J'apprenais que les plantations étaient des endroits où le travail était difficile, parfois mortel, et où tout était récolté à la main. Mr Malhotra avait vraiment dû me prendre pour une espèce d'Anglaise méprisante lorsque je m'étais interrogée sur le caractère « artisanal » de son exploitation là-bas...

Les feuilles larges et noires avaient un goût puissant, torréfié, et pourtant délicat, qui n'aurait pas supporté des associations avec des ingrédients trop forts comme du chocolat noir. 

Je comprenais soudainement pourquoi ce thème avait été retenu. Sans un minimum de connaissance en thé, il était impossible de faire un dessert équilibré qui révèle le goût des feuilles sans les saturer d'arômes.

Je passais mon avant-dernière journée avant le concours à tester des accords acides pour rehausser le goût du thé, en voulant à tout prix éviter les mélanges trop connus que sont ceux des agrumes utilisés dans les mélanges russes et ceux du Earl Grey, mais aussi les mélanges d'épices chaudes utilisées par les Indiens dans leur masala chaï, le thé aux épices parfumé de cannelle, cardamome, clous de girofle et gingembre.

L'Assam était trop fort pour les fruits rouges, sauf s'il était adouci avec du lait, mais l'utilisation d'un laitage qui rendrait n'importe quelle préparation trop sucrée me faisait douter.

À l'aube du dernier jour, je n'avais toujours pas trouvé d'accord parfait.

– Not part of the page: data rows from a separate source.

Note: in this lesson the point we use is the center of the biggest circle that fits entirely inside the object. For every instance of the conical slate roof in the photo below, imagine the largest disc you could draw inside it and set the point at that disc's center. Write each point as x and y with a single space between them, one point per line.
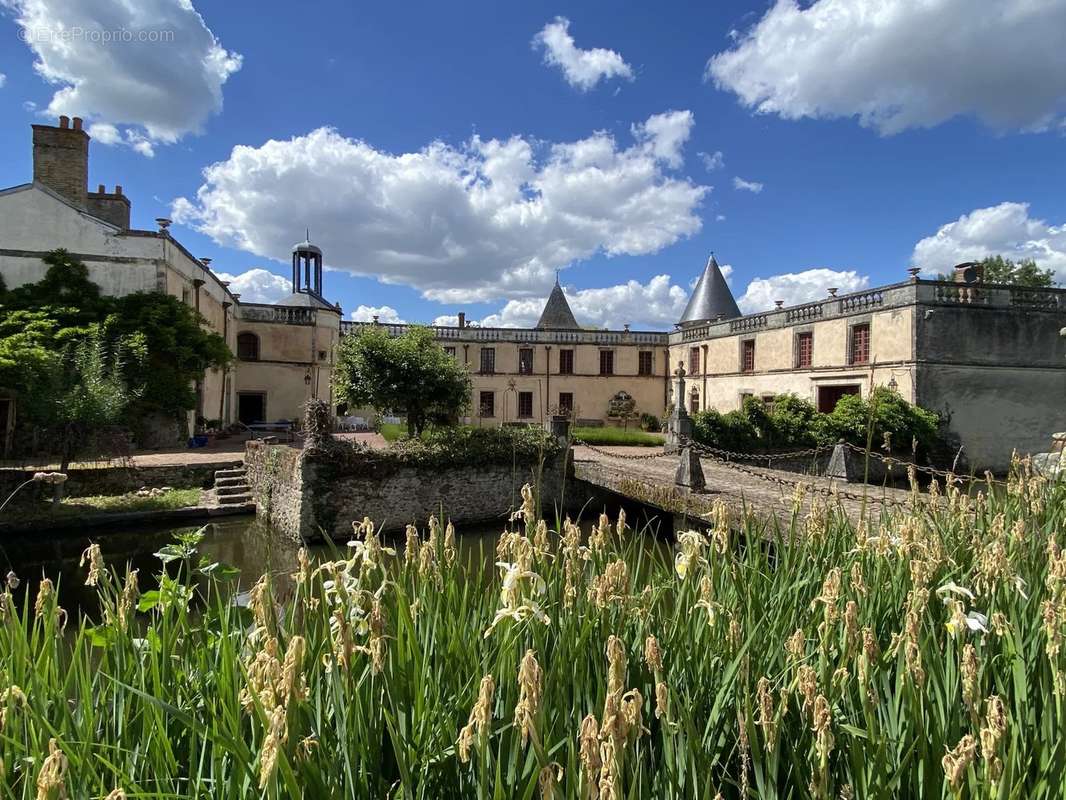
711 298
556 312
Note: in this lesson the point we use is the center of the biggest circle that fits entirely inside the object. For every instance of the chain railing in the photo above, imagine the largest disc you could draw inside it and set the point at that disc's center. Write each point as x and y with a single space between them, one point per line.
657 453
891 461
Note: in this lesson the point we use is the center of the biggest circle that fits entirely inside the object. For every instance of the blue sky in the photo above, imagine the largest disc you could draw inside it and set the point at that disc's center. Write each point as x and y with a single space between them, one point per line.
446 157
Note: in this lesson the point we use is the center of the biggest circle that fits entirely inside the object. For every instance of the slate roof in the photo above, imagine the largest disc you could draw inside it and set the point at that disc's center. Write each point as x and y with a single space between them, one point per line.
711 298
556 314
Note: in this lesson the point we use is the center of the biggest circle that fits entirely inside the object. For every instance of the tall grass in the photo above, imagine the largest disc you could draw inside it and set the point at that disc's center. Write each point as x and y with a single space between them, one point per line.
917 657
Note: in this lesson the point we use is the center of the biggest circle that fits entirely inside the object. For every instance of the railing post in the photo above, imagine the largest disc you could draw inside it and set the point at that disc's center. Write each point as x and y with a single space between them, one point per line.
842 464
690 473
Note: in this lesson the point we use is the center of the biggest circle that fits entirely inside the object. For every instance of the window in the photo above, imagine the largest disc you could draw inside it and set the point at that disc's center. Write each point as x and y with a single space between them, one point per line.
525 404
566 362
747 355
860 344
829 396
247 347
805 349
526 362
645 363
607 362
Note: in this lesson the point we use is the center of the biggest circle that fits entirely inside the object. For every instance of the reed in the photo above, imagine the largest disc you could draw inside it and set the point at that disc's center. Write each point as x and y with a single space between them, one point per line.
918 656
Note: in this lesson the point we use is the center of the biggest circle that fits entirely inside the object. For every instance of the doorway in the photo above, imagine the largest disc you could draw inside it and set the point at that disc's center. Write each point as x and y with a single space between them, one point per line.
252 406
829 396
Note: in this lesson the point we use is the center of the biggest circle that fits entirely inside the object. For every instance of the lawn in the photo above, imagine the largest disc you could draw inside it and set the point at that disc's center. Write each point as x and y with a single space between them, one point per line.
172 498
617 436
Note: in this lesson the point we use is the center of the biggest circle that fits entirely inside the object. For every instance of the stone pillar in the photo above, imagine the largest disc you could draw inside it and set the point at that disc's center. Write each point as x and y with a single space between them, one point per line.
690 473
679 426
842 465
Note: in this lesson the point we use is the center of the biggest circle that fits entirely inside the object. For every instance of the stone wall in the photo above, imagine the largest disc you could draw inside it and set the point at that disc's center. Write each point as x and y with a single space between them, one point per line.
308 495
111 480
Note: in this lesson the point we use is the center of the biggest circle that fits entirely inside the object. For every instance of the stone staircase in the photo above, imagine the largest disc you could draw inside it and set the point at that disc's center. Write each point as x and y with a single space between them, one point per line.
231 488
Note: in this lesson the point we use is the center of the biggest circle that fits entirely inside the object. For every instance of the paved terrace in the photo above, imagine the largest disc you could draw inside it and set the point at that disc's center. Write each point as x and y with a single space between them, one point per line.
638 474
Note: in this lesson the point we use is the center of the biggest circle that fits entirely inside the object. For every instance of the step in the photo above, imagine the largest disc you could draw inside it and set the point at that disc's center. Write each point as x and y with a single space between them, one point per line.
236 499
241 489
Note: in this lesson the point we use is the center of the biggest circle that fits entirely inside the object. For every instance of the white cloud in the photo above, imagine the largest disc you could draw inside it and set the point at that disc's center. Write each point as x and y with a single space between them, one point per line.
664 136
152 64
385 314
798 287
482 221
582 68
747 186
1005 229
258 285
712 161
903 64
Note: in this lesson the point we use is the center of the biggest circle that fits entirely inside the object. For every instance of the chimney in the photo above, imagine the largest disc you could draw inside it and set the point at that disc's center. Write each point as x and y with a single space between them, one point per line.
61 159
971 272
113 208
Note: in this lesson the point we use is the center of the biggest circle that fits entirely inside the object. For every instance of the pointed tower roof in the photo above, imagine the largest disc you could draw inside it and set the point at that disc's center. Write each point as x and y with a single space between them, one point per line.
556 312
711 298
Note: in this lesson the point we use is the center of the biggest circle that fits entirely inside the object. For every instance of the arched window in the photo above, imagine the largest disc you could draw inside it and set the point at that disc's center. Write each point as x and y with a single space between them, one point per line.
247 347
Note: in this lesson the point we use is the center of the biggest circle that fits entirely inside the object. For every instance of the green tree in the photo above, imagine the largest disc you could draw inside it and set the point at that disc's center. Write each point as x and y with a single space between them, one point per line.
177 346
408 374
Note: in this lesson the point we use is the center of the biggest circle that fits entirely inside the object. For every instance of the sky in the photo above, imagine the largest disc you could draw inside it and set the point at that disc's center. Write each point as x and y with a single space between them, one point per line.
454 157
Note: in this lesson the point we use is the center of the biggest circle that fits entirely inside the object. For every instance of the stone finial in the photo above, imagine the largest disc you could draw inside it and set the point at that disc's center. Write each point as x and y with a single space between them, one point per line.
317 425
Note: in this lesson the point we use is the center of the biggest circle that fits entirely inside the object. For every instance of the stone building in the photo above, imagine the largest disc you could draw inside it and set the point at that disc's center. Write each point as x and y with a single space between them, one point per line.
284 351
987 357
529 374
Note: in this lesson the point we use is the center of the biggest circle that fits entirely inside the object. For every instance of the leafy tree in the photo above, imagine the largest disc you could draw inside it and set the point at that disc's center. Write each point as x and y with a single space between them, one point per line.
408 374
177 348
1000 270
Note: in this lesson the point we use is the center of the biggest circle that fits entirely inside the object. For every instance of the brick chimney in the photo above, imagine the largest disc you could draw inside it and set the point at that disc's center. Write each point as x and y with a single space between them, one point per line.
110 207
61 159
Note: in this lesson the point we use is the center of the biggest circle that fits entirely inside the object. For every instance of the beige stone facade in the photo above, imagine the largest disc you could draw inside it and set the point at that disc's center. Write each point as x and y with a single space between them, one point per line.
529 374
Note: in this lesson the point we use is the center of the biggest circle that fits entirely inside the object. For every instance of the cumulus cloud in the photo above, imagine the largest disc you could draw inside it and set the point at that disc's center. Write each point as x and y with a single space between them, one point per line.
478 222
905 64
747 186
385 314
582 68
152 66
1005 229
258 285
798 287
712 161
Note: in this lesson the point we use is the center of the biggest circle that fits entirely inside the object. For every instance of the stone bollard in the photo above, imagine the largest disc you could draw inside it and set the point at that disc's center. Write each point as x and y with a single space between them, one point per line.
842 465
690 474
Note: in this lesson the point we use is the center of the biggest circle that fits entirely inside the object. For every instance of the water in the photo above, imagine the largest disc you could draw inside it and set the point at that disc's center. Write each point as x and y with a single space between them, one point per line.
246 543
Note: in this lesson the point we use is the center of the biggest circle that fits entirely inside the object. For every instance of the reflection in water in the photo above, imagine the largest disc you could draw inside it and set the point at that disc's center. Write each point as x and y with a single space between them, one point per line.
246 543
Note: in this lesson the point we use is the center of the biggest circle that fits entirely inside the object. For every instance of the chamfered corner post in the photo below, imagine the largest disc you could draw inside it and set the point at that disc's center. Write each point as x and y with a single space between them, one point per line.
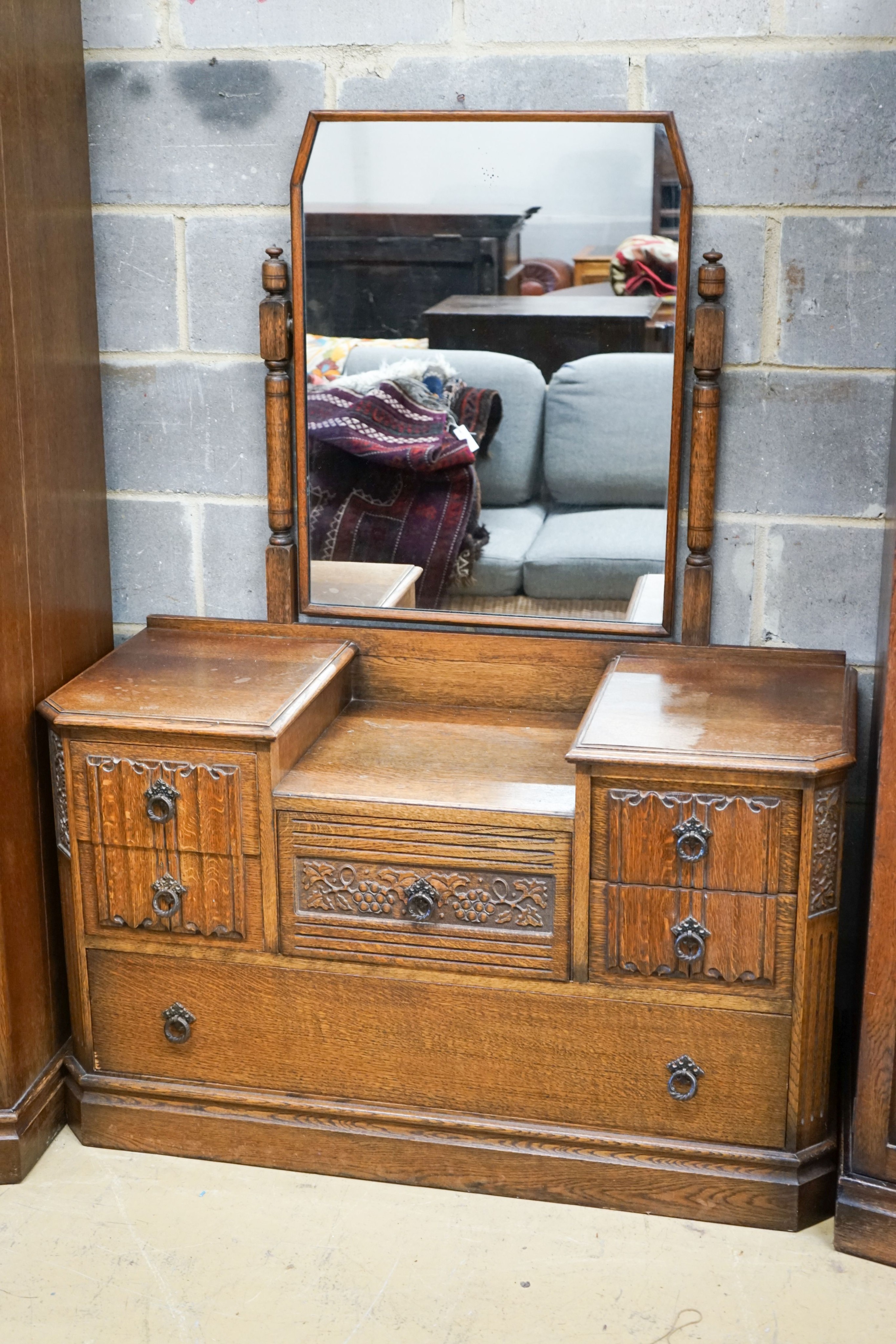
708 342
276 331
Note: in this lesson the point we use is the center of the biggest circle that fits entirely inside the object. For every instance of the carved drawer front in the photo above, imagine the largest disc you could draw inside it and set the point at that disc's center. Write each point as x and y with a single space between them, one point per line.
502 1050
692 939
708 841
168 845
425 893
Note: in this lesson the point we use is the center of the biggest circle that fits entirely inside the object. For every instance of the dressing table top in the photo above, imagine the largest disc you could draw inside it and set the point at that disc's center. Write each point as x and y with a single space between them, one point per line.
219 684
749 711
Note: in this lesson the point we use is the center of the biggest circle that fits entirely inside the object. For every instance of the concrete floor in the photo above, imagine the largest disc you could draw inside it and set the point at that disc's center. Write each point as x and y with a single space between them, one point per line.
103 1247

Mes idées étaient embrouillées par la fatigue, le manque de sommeil et l'anxiété. 

Dans un jour, je devrais me présenter devant les représentants de Buckingham Palace pour avouer mon incompétence à tout le Royaume-Uni d'un coup. Après quoi, je n'aurais plus qu'à me trouver un carton confortable pour passer mes nuits sous les ponts ou pire... appeler mon comptable pour lui proposer un rencard.

Mon désespoir avait atteint un état de neurasthénie si avancé que je fermais le salon de thé directement après mes livraisons matinales. Je n'avais plus rien à faire, à part attendre l'heure fatidique pour monter sur l'échafaud. Toutes mes compétences, toutes mes techniques avaient été améliorées en vue de ce jour... Et je ne serais pas capable de faire quoi que ce soit. À cause d'un ingrédient que je ne maîtrisais pas.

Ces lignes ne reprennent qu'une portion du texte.